The news article on climate change suggests that streams and rivers powering European hydroelectric projects will flow more strongly in winter and less so in the summer, causing problems (1 December 2012, p 9). The answer is beavers. They not only store water in their dams, but also in the raised water table on either side of their streams, evening out the seasonal flow.

In terms of water conservation, they play a role similar to that of glaciers. Plant deciduous trees along the streams and introduce pairs of these furry engineers. Within a decade a watershed can be re-beavered.

Beginner's luck?

Peter Bauer in his letter notes the need for curiosity to overcome established information and experience (19 January, p 31). In my experience it is when entering a new field, where you don’t know the accepted ideas, that useful new approaches often arise.

For the record

• In our story on new bird-scaring methods for flight paths (19 January, p 22), we should have said that Technology International is in Laplace, Louisiana.

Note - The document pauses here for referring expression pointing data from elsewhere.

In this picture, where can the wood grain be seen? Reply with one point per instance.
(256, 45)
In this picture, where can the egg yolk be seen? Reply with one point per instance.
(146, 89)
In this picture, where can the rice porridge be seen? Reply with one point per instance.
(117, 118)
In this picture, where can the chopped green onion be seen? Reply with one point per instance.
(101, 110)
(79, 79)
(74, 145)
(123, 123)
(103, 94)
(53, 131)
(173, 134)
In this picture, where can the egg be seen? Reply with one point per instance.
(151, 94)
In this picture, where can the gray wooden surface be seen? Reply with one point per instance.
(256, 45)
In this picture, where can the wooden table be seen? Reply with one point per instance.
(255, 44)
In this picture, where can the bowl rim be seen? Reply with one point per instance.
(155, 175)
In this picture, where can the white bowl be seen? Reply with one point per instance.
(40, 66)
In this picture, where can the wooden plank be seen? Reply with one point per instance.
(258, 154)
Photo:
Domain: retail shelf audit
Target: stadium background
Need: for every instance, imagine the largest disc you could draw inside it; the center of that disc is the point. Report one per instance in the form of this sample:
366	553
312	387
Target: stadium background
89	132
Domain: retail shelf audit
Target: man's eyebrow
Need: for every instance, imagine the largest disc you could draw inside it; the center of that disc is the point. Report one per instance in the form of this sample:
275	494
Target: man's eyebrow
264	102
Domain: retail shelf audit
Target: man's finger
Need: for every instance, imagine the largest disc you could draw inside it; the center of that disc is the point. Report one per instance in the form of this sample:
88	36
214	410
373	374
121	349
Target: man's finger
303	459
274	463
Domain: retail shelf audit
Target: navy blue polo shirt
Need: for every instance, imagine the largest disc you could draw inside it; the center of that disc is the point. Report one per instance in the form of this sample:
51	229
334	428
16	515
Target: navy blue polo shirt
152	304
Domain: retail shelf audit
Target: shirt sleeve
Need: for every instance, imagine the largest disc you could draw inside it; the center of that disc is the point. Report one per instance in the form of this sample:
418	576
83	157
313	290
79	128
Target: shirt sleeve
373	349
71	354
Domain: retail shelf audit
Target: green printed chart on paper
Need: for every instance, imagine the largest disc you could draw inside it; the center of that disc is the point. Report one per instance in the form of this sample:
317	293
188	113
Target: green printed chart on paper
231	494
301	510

• An ironical misuse of the word had us describing Terry Erwin of the Smithsonian Institution as an etymologist. Since we report his work with insects, we should have realised that he is in fact an entomologist. (12 January, p 18).

• Reporting on a treatment for age-related macular degeneration, what we labelled as the ciliary body in a diagram of the eye is, of course, the choroid (19 January, p 8).

• We got our Jeffrey Kahns muddled in our Insight on genome privacy (26 January, p 8). We incorrectly attributed quotes by Jeffrey Kahn at Johns Hopkins University to his namesake at Florida State University.